Tiga bulan lagi tahun anggaran 2020 berakhir, dan memasuki tahun anggaran 2021. Kapan APBD Jember Tahun Anggaran 2021 akan dibahas legislatif dan eksekutif agar tak kembali terlambat?

Bupati Faida mengatakan, sudah mengajukan Rancangan APBD 2021. “Kami ajukan paling awal, tepat waktu. Kenyataannya sampai hari ini tidak dibahas juga oleh DPRD. Dan itu saya sangat paham, karena situasi politiknya memang sedang demikian,” katanya, di Rumah Sakit dr. Syaiful Anwar Malang, Rabu (9/9/2020).

Ketua DPRD Jember Itqon Syauqi mengatakan, masih ada persoalan dari naskah rancangan KUA-PPAS (Kebijakan Umum Anggaran Plafon Prioritas Anggaran Sementara) yang diajukan bupati. Persoalan ini sudah dikonsultasikan kepada Pemerintah Provinsi Jawa Timur. KUA-PPAS adalah dasar pembahasan Rancangan APBD yang harus disepakati bersama oleh eksekutif dan legislatif terlebih dulu.

“Ada perbedaan persepsi terkait tahapan pembahasan. Ada tahapan bahwa KUA-PPAS baru bisa dicetak dan dikirimkan ke DPRD setelah melampirkan Perbup RKPD (Peraturan Bupati Rencana Kerja Pembangunan Daerah),” kata Itqon.

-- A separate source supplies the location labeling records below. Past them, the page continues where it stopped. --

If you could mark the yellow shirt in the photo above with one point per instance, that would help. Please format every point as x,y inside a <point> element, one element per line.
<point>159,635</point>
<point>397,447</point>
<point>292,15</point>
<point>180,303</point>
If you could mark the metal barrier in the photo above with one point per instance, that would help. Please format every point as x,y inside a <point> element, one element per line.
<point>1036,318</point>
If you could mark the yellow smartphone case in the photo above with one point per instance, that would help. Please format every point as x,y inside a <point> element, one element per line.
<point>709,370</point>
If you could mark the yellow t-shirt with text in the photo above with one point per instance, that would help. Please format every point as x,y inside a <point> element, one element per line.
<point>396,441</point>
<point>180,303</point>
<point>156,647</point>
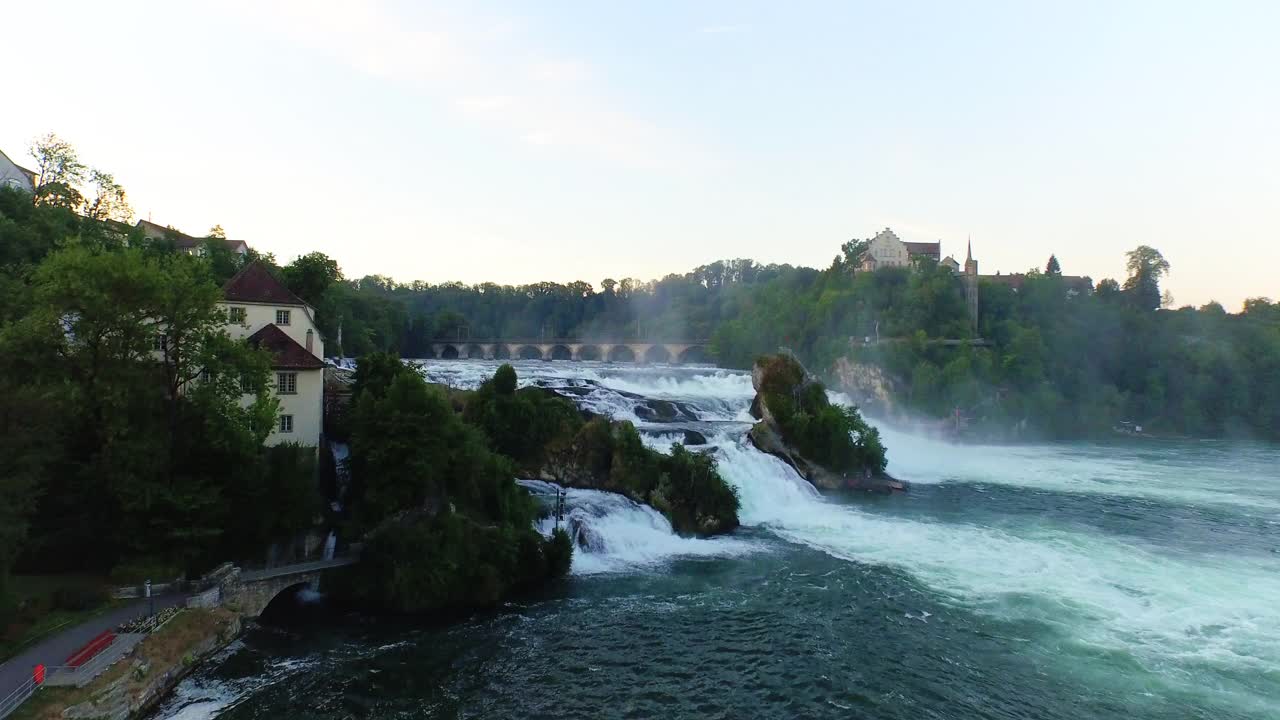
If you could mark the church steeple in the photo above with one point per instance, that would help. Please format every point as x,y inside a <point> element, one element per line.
<point>970,287</point>
<point>970,265</point>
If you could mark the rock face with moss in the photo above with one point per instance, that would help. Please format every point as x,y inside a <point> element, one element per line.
<point>552,440</point>
<point>828,445</point>
<point>684,486</point>
<point>446,525</point>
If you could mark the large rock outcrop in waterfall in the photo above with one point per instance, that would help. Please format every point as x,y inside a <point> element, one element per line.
<point>828,445</point>
<point>551,440</point>
<point>609,455</point>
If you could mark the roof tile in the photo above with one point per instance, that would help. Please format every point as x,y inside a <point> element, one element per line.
<point>286,351</point>
<point>255,283</point>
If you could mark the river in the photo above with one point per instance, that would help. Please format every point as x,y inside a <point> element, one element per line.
<point>1138,579</point>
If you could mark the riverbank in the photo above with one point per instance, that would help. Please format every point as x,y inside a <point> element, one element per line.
<point>137,683</point>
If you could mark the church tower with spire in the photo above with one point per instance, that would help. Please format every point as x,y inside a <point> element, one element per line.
<point>970,287</point>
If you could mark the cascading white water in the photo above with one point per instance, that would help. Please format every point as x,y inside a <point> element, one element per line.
<point>613,533</point>
<point>1111,592</point>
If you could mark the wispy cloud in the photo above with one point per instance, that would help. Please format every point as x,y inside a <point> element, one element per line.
<point>490,71</point>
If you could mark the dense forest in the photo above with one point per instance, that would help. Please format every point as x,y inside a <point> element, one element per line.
<point>120,461</point>
<point>133,425</point>
<point>1056,361</point>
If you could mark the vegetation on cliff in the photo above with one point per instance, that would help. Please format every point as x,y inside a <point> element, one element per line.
<point>684,486</point>
<point>120,451</point>
<point>1060,360</point>
<point>812,429</point>
<point>548,437</point>
<point>447,525</point>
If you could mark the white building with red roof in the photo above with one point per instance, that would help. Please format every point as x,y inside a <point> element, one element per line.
<point>260,308</point>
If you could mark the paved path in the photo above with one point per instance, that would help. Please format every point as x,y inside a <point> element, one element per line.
<point>58,647</point>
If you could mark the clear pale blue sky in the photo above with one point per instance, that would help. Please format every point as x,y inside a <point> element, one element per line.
<point>525,141</point>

Bupati Faida mengirimkan dokumen KUA-PPAS APBD 2021 ke DPRD Jember pada 10 Juli 2020. “Dalam aturan di Peraturan Mendagri, Perbup tentang RKPD Jember baru bisa diundangkan maksimal tujuh hari setelah Peraturan Gubernur tentang RKPD Jawa Timur disahkan. Nah, RKPD Provinsi ini baru disahkan pada 20 Juli 2020. Jadi bagaimana mungkin KUA-PPAS APBD Jember lahir 10 hari sebelumnya?” kata Itqon.

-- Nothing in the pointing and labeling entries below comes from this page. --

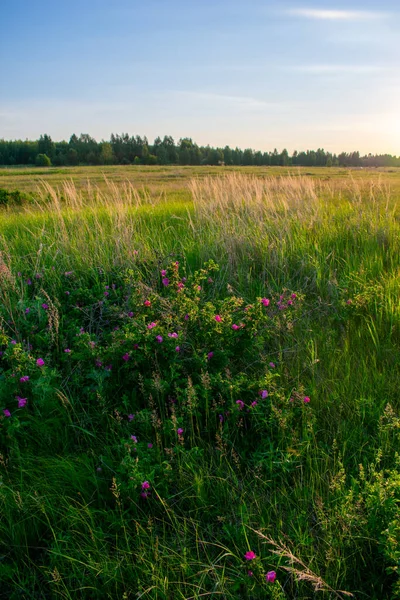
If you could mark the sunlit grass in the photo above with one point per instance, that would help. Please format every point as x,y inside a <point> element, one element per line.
<point>322,483</point>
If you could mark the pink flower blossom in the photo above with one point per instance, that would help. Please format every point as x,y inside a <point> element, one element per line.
<point>21,402</point>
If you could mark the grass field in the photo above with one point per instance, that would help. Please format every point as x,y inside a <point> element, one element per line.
<point>199,380</point>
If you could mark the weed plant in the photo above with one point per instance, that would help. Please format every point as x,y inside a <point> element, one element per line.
<point>200,399</point>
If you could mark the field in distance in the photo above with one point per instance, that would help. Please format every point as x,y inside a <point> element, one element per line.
<point>163,178</point>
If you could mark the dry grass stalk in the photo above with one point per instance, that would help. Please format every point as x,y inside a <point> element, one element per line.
<point>301,572</point>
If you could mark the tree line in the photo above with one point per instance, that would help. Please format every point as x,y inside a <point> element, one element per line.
<point>127,150</point>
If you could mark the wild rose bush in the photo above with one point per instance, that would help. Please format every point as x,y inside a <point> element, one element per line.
<point>178,409</point>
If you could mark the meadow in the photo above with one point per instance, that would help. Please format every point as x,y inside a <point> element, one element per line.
<point>199,383</point>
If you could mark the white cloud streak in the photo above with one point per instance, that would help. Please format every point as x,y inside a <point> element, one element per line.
<point>242,103</point>
<point>336,15</point>
<point>340,69</point>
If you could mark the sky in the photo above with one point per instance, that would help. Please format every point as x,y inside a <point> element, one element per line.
<point>259,74</point>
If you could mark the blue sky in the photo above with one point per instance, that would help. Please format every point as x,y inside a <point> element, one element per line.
<point>252,73</point>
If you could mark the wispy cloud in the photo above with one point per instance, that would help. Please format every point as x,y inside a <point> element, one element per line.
<point>242,103</point>
<point>336,15</point>
<point>340,69</point>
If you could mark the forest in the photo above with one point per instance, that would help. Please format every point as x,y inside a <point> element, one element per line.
<point>127,150</point>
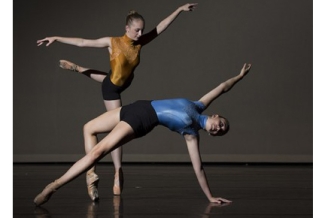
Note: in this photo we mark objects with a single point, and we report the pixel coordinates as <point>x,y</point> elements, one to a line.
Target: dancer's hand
<point>219,200</point>
<point>50,40</point>
<point>245,69</point>
<point>188,7</point>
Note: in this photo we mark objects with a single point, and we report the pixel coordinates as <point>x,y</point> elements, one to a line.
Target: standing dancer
<point>124,53</point>
<point>136,120</point>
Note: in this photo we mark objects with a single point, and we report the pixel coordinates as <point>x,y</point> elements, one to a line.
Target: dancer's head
<point>217,125</point>
<point>134,25</point>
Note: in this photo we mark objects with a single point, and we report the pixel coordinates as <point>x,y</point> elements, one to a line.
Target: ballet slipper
<point>67,65</point>
<point>118,182</point>
<point>46,194</point>
<point>92,183</point>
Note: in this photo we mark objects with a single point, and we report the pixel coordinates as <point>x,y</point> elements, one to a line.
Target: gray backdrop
<point>270,111</point>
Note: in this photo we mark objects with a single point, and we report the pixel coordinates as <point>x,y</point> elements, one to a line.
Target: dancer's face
<point>135,29</point>
<point>216,125</point>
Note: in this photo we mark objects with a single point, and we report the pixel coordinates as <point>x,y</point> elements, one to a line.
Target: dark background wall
<point>270,111</point>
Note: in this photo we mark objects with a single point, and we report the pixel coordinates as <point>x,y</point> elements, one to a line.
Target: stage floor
<point>170,190</point>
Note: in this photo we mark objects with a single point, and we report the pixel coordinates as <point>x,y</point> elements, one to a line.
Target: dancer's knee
<point>88,129</point>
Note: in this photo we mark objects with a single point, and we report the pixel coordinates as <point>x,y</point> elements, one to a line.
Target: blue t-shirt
<point>180,115</point>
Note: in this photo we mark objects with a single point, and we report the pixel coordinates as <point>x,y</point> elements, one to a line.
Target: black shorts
<point>110,91</point>
<point>141,116</point>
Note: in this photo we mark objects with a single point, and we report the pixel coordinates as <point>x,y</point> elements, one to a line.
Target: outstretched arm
<point>208,98</point>
<point>168,20</point>
<point>194,152</point>
<point>80,42</point>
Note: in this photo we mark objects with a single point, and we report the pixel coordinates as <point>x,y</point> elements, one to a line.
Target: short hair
<point>133,15</point>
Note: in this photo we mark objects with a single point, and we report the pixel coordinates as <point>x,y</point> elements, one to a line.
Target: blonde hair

Itqon sudah mendapat konfirmasi dari BPKAD (Badan Pengelola Keuangan dan Aset Daerah) Jawa Timur bahwa validasi dan pengundangan Peraturan Bupati RKPD Kabupaten Jember baru dilakukan pada 11 Agustus 2020. “Jadi idealnya, bupati paling cepat mengirimkan KUA-PPAS ke DPRD Jember pada 12 Agustus 2020,:” katanya.

Namun saat KUA-PPAS belum dibahas, bupati malah sudah mengirimkan naskah rancangan APBD 2021 pada 18 Agustus. “Kami Badan Anggaran masih menganggap bahwa KUA-PPAS ini belum ada karena bupati belum mengirim rancangan KUA-PPAS tertanggal minimal 12 Agustus. Persepsi kami ini masih tahap pembahasan KUA-PPAS, persepsi bupati ini sudah tahapan pembahasan Rancangan APBD 2021,” kata Itqon.

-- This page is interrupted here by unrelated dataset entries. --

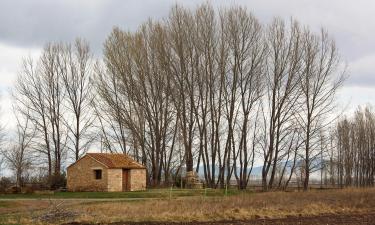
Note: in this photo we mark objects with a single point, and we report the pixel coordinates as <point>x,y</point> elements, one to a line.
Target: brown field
<point>349,206</point>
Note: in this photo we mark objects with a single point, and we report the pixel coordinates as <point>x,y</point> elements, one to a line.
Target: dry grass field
<point>240,208</point>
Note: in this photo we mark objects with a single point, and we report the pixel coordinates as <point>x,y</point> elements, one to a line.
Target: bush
<point>57,181</point>
<point>5,184</point>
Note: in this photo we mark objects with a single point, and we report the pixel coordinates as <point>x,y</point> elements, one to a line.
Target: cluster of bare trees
<point>51,104</point>
<point>353,162</point>
<point>205,90</point>
<point>211,91</point>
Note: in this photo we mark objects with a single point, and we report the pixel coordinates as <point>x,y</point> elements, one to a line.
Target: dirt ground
<point>346,219</point>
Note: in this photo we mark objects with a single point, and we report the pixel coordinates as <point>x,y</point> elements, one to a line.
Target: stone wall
<point>137,179</point>
<point>115,180</point>
<point>81,176</point>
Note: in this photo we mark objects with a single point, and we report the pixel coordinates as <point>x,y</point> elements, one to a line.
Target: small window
<point>98,174</point>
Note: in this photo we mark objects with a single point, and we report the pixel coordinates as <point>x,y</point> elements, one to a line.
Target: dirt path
<point>353,219</point>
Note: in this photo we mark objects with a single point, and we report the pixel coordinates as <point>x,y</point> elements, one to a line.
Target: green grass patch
<point>150,193</point>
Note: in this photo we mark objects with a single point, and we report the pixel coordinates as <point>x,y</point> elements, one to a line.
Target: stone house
<point>106,172</point>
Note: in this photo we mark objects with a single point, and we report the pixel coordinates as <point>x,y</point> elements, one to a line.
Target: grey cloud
<point>32,23</point>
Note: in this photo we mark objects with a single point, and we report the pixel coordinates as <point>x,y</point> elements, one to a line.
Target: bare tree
<point>76,80</point>
<point>283,76</point>
<point>319,85</point>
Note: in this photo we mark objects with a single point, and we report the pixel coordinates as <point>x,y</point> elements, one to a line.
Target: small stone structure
<point>106,172</point>
<point>192,180</point>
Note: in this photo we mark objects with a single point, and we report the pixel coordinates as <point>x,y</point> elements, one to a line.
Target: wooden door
<point>125,180</point>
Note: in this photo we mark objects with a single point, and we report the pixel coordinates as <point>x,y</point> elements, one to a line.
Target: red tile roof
<point>116,160</point>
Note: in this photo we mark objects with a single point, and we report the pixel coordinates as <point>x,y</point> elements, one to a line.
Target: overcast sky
<point>26,25</point>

“Kalau kami undang TAPD (Tim Anggaran Pemerintah Daerah) untuk membahas KUA-PPAS, saya yakin tidak akan mungkin hadir. Tapi kalau kami tulis undangan untuk membahas RAPBD, mohon maaf, ini cacat genealogis. Ini ibarat bayi lahir sebelum ibunya hamil,” kata Itqon. Kendala ini membuat Pemprov Jatim akan memfasilitasi lagi, termasuk isi naskah KUA-PPAS.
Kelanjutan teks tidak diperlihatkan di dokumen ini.